The string quartet spanned Bartók’s works from the first one in 1909 to the sixth and last written in 1939. The second came in 1917, the third in 1927, the fourth in 1928, and the fifth in 1934. As Beethoven’s quartets mark his so-called “periods”, so do Bartók’s quartets divide his compositional life into three periods, the first ending with the 1st quartet, the second with the 4th quartet, and the 5th and 6th quartets belonging to the third period. While the first period contained few references to folk music, the second was rich in them as well as in harmonic and rhythmic experimentation. The third period is a culmination of what came before but in sparer terms, not unlike the late works of Beethoven.
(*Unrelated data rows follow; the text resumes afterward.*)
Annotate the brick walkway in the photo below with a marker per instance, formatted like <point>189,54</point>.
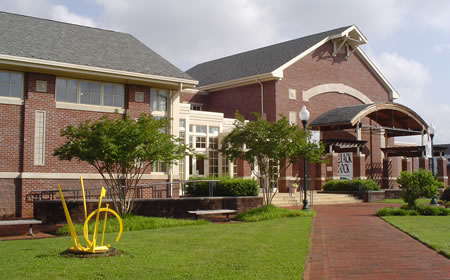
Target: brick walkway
<point>349,242</point>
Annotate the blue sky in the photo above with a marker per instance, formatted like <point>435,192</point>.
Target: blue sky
<point>408,40</point>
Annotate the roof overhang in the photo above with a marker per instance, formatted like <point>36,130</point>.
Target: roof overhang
<point>84,71</point>
<point>353,34</point>
<point>395,119</point>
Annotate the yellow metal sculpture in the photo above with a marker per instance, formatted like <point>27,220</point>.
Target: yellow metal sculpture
<point>91,244</point>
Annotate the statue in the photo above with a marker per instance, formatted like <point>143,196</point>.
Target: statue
<point>91,246</point>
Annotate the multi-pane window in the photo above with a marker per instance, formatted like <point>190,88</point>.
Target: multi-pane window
<point>11,84</point>
<point>39,138</point>
<point>200,142</point>
<point>89,92</point>
<point>158,99</point>
<point>159,166</point>
<point>225,169</point>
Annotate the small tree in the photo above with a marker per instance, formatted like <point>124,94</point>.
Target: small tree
<point>417,184</point>
<point>268,146</point>
<point>121,150</point>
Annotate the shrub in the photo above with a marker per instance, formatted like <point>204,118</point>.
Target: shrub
<point>446,195</point>
<point>225,187</point>
<point>351,185</point>
<point>417,184</point>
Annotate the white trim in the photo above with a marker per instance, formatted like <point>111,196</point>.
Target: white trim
<point>88,107</point>
<point>69,67</point>
<point>11,100</point>
<point>88,176</point>
<point>240,82</point>
<point>340,88</point>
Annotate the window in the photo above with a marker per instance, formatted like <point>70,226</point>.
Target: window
<point>292,93</point>
<point>214,130</point>
<point>158,99</point>
<point>89,92</point>
<point>196,107</point>
<point>39,138</point>
<point>292,118</point>
<point>225,170</point>
<point>213,163</point>
<point>11,84</point>
<point>200,142</point>
<point>159,166</point>
<point>200,128</point>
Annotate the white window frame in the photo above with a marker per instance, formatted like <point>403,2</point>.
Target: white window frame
<point>90,107</point>
<point>13,100</point>
<point>292,94</point>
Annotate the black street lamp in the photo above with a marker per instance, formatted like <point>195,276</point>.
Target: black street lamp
<point>304,117</point>
<point>432,131</point>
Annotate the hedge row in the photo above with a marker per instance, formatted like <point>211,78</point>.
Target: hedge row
<point>422,210</point>
<point>351,185</point>
<point>225,187</point>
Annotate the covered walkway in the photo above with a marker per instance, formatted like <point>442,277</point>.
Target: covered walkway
<point>350,242</point>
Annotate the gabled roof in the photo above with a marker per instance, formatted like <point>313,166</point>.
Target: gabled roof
<point>254,62</point>
<point>269,62</point>
<point>42,39</point>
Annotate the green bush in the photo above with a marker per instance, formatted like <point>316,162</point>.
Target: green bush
<point>417,184</point>
<point>351,185</point>
<point>225,187</point>
<point>446,195</point>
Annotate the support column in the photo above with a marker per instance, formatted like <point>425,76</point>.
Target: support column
<point>442,175</point>
<point>359,166</point>
<point>332,167</point>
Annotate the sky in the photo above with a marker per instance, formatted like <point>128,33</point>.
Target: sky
<point>408,40</point>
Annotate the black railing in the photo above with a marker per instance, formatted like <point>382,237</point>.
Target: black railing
<point>157,190</point>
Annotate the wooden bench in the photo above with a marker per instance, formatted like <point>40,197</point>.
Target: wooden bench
<point>29,222</point>
<point>212,212</point>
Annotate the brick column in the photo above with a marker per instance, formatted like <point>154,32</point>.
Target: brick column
<point>442,175</point>
<point>359,166</point>
<point>423,163</point>
<point>406,164</point>
<point>332,167</point>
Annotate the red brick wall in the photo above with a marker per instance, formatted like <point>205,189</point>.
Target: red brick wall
<point>245,99</point>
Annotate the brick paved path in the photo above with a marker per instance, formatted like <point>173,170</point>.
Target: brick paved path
<point>349,242</point>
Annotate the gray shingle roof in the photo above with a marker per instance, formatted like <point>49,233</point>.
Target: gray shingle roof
<point>31,37</point>
<point>254,62</point>
<point>341,115</point>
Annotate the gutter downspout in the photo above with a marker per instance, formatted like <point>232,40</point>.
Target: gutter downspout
<point>262,98</point>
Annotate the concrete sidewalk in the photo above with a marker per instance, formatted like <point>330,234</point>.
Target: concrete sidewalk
<point>349,242</point>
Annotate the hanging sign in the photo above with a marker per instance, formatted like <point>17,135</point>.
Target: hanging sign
<point>345,166</point>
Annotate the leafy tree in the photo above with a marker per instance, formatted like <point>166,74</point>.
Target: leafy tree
<point>417,184</point>
<point>121,150</point>
<point>268,146</point>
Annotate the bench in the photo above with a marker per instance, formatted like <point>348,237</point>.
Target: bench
<point>29,222</point>
<point>212,212</point>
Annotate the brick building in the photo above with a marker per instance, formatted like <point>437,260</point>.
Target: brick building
<point>53,74</point>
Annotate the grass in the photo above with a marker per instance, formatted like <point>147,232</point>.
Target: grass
<point>274,249</point>
<point>430,230</point>
<point>131,223</point>
<point>270,212</point>
<point>400,201</point>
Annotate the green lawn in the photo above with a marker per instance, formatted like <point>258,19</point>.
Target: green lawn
<point>274,249</point>
<point>400,201</point>
<point>434,231</point>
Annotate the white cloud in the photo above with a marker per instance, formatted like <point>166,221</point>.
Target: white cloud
<point>61,13</point>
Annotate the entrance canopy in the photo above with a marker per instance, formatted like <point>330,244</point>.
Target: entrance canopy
<point>395,119</point>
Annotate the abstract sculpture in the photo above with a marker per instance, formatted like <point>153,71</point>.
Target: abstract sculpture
<point>91,245</point>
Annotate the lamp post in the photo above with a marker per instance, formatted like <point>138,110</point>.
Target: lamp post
<point>304,117</point>
<point>431,131</point>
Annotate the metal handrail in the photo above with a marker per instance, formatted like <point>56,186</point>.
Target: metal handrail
<point>137,192</point>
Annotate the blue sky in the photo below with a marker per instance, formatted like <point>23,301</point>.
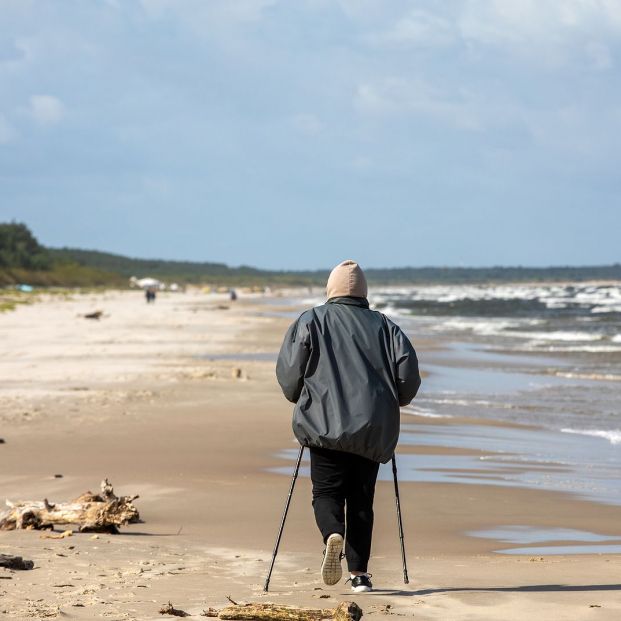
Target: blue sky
<point>293,134</point>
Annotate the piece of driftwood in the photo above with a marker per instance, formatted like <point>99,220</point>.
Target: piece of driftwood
<point>169,609</point>
<point>345,611</point>
<point>14,562</point>
<point>103,512</point>
<point>94,315</point>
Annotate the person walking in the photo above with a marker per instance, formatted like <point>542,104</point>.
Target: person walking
<point>348,369</point>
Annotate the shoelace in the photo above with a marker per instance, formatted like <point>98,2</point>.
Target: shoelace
<point>350,579</point>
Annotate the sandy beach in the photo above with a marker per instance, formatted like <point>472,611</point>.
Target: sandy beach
<point>178,402</point>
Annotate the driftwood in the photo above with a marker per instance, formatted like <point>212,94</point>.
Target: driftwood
<point>169,609</point>
<point>103,512</point>
<point>345,611</point>
<point>14,562</point>
<point>94,315</point>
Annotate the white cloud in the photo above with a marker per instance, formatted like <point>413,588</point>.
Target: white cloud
<point>398,95</point>
<point>307,123</point>
<point>46,109</point>
<point>420,28</point>
<point>599,56</point>
<point>7,132</point>
<point>201,14</point>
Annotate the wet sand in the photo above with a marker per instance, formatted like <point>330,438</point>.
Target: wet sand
<point>133,398</point>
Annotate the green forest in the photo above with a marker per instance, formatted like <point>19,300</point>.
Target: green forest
<point>23,260</point>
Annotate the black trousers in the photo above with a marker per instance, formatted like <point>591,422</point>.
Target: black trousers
<point>343,490</point>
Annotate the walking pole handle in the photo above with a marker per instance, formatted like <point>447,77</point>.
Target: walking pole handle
<point>284,517</point>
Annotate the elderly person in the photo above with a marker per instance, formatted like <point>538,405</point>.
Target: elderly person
<point>348,369</point>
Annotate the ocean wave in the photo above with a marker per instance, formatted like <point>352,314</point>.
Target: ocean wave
<point>589,349</point>
<point>613,436</point>
<point>472,402</point>
<point>418,411</point>
<point>608,377</point>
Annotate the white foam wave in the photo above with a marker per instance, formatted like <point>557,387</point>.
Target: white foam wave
<point>589,349</point>
<point>613,436</point>
<point>608,377</point>
<point>418,411</point>
<point>553,296</point>
<point>559,335</point>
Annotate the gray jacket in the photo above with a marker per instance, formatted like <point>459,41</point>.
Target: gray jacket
<point>347,369</point>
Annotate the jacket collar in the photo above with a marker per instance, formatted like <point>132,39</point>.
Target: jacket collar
<point>349,300</point>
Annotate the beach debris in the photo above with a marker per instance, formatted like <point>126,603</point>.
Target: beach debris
<point>63,535</point>
<point>345,611</point>
<point>103,512</point>
<point>14,562</point>
<point>94,315</point>
<point>169,609</point>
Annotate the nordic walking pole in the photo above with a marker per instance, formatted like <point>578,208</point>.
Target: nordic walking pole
<point>284,517</point>
<point>397,502</point>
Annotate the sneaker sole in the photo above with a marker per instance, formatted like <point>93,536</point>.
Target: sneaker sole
<point>331,570</point>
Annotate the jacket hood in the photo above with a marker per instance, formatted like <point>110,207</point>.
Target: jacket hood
<point>347,280</point>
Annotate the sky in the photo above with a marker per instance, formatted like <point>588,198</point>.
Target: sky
<point>293,134</point>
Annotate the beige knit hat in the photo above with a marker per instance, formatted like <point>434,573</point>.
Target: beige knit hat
<point>347,279</point>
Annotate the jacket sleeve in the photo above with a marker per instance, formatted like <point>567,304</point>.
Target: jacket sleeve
<point>406,364</point>
<point>292,360</point>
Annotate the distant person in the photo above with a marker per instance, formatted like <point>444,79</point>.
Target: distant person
<point>347,369</point>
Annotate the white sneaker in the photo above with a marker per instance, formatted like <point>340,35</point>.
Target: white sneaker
<point>331,570</point>
<point>361,584</point>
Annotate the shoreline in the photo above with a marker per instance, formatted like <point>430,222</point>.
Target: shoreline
<point>197,444</point>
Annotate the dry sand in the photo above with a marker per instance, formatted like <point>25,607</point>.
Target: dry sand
<point>127,398</point>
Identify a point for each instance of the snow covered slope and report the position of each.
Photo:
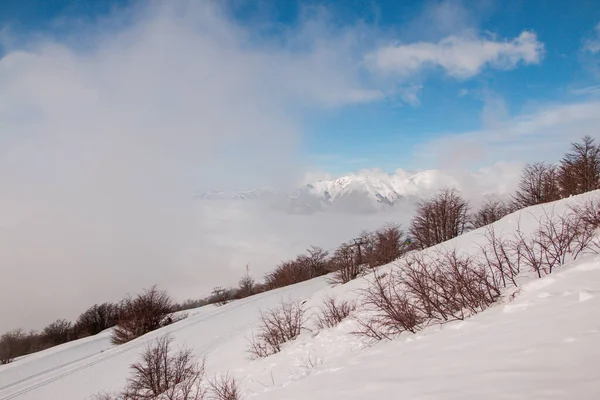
(543, 344)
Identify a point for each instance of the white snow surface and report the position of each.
(543, 343)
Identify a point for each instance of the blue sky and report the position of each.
(405, 113)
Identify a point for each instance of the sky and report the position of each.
(113, 114)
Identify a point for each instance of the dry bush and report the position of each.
(315, 262)
(246, 285)
(224, 387)
(163, 374)
(389, 245)
(579, 170)
(277, 326)
(490, 211)
(440, 287)
(97, 318)
(502, 257)
(306, 266)
(558, 239)
(220, 296)
(447, 286)
(440, 219)
(346, 264)
(588, 213)
(58, 332)
(144, 313)
(11, 346)
(287, 273)
(537, 185)
(389, 310)
(334, 312)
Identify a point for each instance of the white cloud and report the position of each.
(541, 135)
(592, 45)
(587, 90)
(107, 136)
(460, 56)
(410, 94)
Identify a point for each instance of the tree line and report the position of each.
(438, 219)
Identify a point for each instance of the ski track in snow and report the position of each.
(541, 343)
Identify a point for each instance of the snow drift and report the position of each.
(540, 343)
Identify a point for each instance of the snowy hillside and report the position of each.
(372, 190)
(541, 341)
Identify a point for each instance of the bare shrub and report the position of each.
(537, 185)
(277, 326)
(144, 313)
(345, 264)
(501, 256)
(220, 296)
(287, 273)
(588, 212)
(246, 285)
(389, 310)
(579, 170)
(97, 318)
(334, 312)
(163, 374)
(11, 345)
(389, 245)
(558, 239)
(58, 332)
(448, 286)
(556, 236)
(315, 262)
(224, 387)
(440, 219)
(438, 287)
(490, 211)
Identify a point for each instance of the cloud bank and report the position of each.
(107, 135)
(460, 56)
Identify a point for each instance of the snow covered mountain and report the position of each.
(375, 190)
(539, 341)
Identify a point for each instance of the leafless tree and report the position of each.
(440, 219)
(220, 296)
(389, 310)
(490, 211)
(163, 374)
(315, 261)
(579, 170)
(502, 256)
(224, 387)
(11, 345)
(446, 286)
(58, 332)
(345, 263)
(332, 312)
(97, 318)
(287, 273)
(538, 184)
(246, 285)
(277, 326)
(389, 244)
(144, 313)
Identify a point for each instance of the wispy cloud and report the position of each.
(587, 90)
(459, 56)
(592, 44)
(107, 136)
(542, 135)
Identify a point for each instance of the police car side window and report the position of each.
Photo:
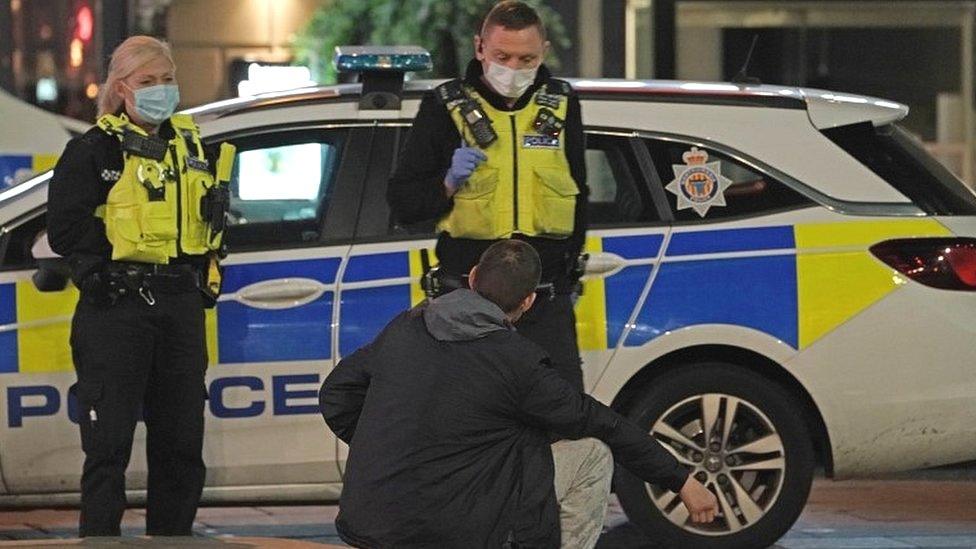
(17, 245)
(281, 187)
(617, 193)
(702, 184)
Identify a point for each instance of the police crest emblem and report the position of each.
(698, 183)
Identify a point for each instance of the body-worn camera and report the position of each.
(547, 123)
(478, 122)
(146, 146)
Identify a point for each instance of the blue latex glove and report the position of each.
(463, 162)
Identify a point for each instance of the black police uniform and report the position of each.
(138, 342)
(416, 194)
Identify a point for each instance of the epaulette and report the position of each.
(450, 93)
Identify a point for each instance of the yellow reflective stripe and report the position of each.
(591, 307)
(864, 233)
(43, 341)
(416, 271)
(43, 162)
(210, 319)
(834, 285)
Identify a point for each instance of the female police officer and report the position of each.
(137, 206)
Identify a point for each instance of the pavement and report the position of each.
(889, 513)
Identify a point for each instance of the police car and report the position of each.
(30, 139)
(779, 279)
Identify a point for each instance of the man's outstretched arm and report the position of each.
(550, 403)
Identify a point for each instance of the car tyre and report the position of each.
(767, 432)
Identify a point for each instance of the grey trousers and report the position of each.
(584, 469)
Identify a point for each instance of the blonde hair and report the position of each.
(131, 54)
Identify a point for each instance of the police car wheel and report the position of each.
(758, 459)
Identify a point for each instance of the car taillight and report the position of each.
(946, 263)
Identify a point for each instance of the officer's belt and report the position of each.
(172, 278)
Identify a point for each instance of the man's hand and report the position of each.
(463, 163)
(701, 503)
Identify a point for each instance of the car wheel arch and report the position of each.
(746, 359)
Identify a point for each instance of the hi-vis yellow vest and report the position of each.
(525, 186)
(154, 211)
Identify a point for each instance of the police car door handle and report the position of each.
(603, 264)
(281, 293)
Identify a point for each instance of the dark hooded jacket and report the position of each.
(447, 414)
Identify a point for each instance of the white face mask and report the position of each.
(511, 83)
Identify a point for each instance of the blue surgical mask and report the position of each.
(155, 104)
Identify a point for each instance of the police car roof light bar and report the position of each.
(381, 70)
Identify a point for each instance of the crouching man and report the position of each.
(448, 414)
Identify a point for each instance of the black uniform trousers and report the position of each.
(139, 361)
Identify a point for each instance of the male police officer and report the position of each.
(500, 154)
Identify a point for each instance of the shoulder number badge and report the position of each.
(698, 183)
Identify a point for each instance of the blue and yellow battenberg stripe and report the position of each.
(10, 164)
(794, 283)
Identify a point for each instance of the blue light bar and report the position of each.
(382, 58)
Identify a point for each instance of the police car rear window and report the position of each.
(898, 158)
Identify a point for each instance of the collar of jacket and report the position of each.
(164, 130)
(463, 315)
(472, 77)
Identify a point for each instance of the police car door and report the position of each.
(627, 229)
(628, 226)
(294, 193)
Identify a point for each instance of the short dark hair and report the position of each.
(508, 272)
(513, 15)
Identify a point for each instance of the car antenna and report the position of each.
(741, 77)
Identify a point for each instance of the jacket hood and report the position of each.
(463, 315)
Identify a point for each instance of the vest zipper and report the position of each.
(179, 202)
(515, 170)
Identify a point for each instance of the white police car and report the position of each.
(778, 278)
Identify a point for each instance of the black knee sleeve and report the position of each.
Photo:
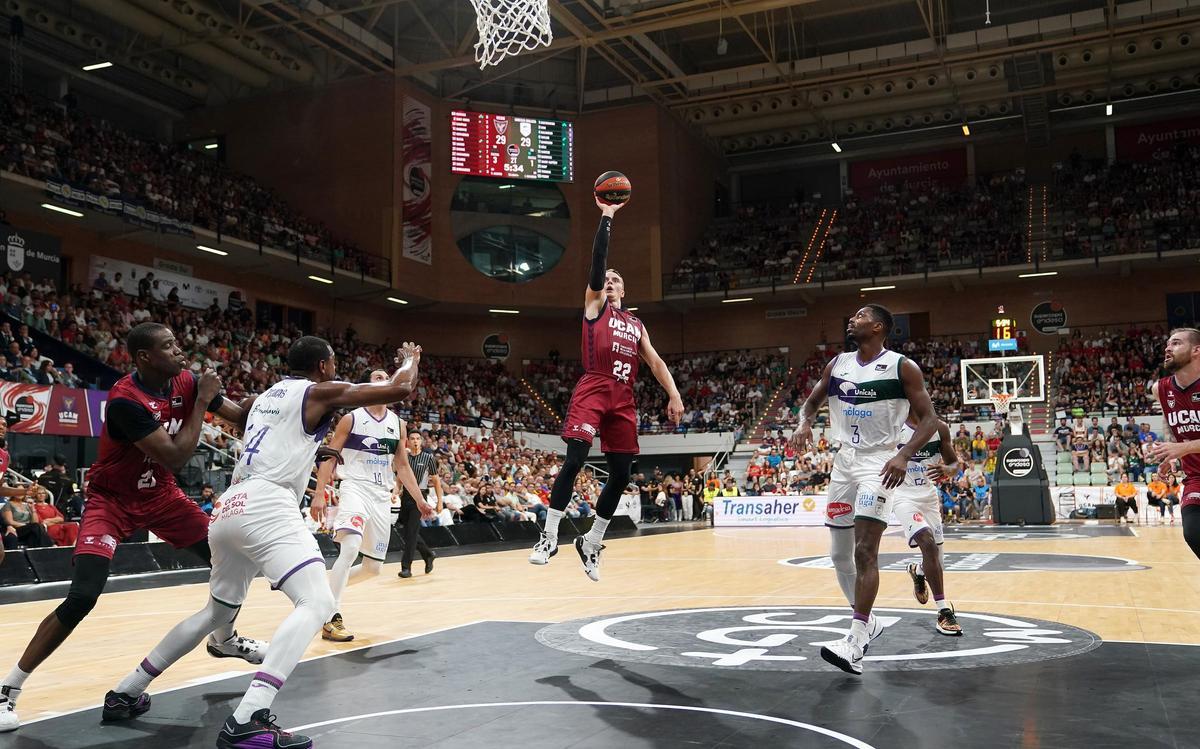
(619, 466)
(1191, 515)
(564, 483)
(87, 585)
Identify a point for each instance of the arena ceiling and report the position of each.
(747, 73)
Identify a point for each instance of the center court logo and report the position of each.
(789, 639)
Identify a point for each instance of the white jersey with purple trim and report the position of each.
(867, 401)
(277, 447)
(370, 449)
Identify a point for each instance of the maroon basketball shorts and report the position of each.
(107, 520)
(603, 406)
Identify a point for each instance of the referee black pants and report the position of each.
(409, 523)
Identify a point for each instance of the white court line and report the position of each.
(217, 677)
(796, 724)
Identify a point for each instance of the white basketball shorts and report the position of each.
(916, 509)
(257, 527)
(856, 487)
(365, 508)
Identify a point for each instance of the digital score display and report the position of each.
(510, 147)
(1003, 333)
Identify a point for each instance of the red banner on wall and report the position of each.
(1155, 139)
(947, 168)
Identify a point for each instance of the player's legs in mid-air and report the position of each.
(922, 523)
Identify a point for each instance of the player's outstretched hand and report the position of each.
(675, 411)
(209, 387)
(894, 471)
(609, 209)
(940, 472)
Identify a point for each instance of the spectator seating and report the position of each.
(53, 141)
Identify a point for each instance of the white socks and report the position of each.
(552, 517)
(139, 679)
(595, 535)
(261, 694)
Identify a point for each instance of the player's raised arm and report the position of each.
(803, 432)
(661, 373)
(921, 407)
(334, 394)
(136, 424)
(593, 299)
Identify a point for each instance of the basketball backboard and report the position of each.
(1023, 378)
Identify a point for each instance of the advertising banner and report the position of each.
(417, 199)
(772, 510)
(1151, 141)
(193, 292)
(947, 168)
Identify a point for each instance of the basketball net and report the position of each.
(509, 28)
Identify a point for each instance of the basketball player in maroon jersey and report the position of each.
(603, 402)
(151, 427)
(1179, 393)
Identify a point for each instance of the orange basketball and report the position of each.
(613, 187)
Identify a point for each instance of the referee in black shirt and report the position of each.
(425, 467)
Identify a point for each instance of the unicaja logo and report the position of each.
(16, 252)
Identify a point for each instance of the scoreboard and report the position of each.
(1003, 333)
(510, 147)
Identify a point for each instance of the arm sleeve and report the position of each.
(216, 402)
(129, 420)
(600, 255)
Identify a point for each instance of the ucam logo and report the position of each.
(789, 639)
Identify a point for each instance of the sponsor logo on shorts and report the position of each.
(790, 637)
(233, 505)
(989, 562)
(1019, 462)
(106, 540)
(838, 509)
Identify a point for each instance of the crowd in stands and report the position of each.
(930, 227)
(893, 232)
(58, 142)
(721, 391)
(1107, 371)
(1095, 211)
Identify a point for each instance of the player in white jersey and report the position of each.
(870, 394)
(257, 527)
(918, 511)
(373, 463)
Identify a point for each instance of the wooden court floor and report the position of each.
(703, 568)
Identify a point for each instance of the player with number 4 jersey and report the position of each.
(603, 402)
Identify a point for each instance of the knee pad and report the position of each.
(87, 585)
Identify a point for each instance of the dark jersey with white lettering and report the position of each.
(133, 412)
(611, 343)
(1181, 411)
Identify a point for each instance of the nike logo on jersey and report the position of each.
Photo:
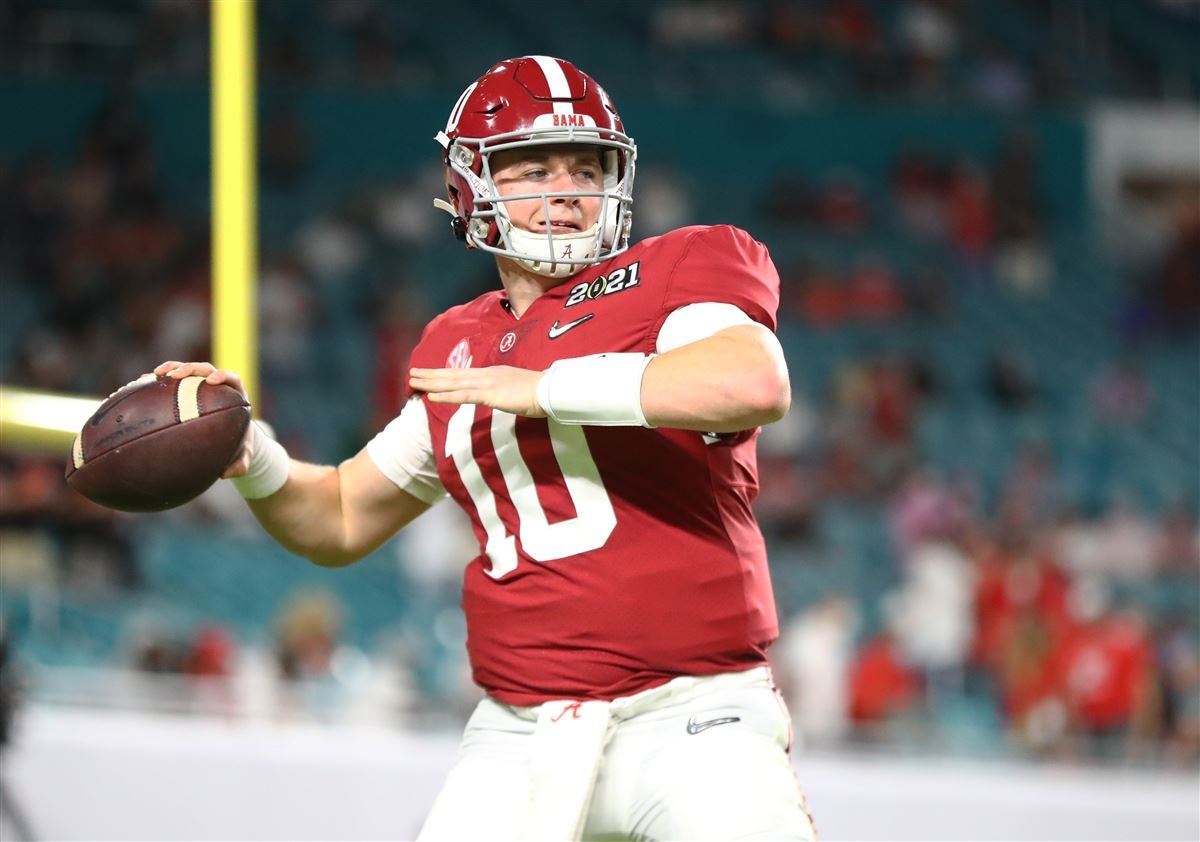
(557, 330)
(696, 727)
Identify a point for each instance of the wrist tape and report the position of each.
(603, 390)
(269, 464)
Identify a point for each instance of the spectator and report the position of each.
(1177, 549)
(1120, 395)
(1105, 668)
(814, 655)
(1009, 382)
(882, 686)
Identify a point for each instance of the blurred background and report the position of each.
(982, 510)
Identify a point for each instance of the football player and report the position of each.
(595, 418)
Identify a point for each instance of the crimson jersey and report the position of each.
(612, 558)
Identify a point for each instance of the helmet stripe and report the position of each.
(559, 88)
(456, 112)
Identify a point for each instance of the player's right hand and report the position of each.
(174, 368)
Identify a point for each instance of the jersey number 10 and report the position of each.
(543, 541)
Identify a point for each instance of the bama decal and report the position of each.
(617, 281)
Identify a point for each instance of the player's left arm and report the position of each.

Like other composers, Bartók made his most intimate state-ments in the string quartet form as well as his most serious, inventive, and powerful. Today Bartók’s string quartets are ranked with no less than those of Haydn, Mozart, and Beethoven. In the 20th century, only those of Schoenberg, Berg, Shostakovich and Carter approach Bartók’s.
About the Host:
Abbie Betinis is a nationally recognized composer, writing music called “inventive” (The New York Times), “joyful… incandescent” (Boston Globe) and “beguiling” (BBC Music Magazine). A two-time McKnight Artist Fellow, and recognized by Musical America for her “ability to use her talents to effect social change,” she was adjunct professor of composition at Concordia University for over a decade, and composer-in-residence with the Schubert Club from 2005-2017, connecting and facilitating opportunities in new music. Abbie studied composition at St. Olaf College, the University of Minnesota, and the EAMA Nadia Boulanger Institute in Paris, France. She has hosted the Courtroom Concert Series since 2010.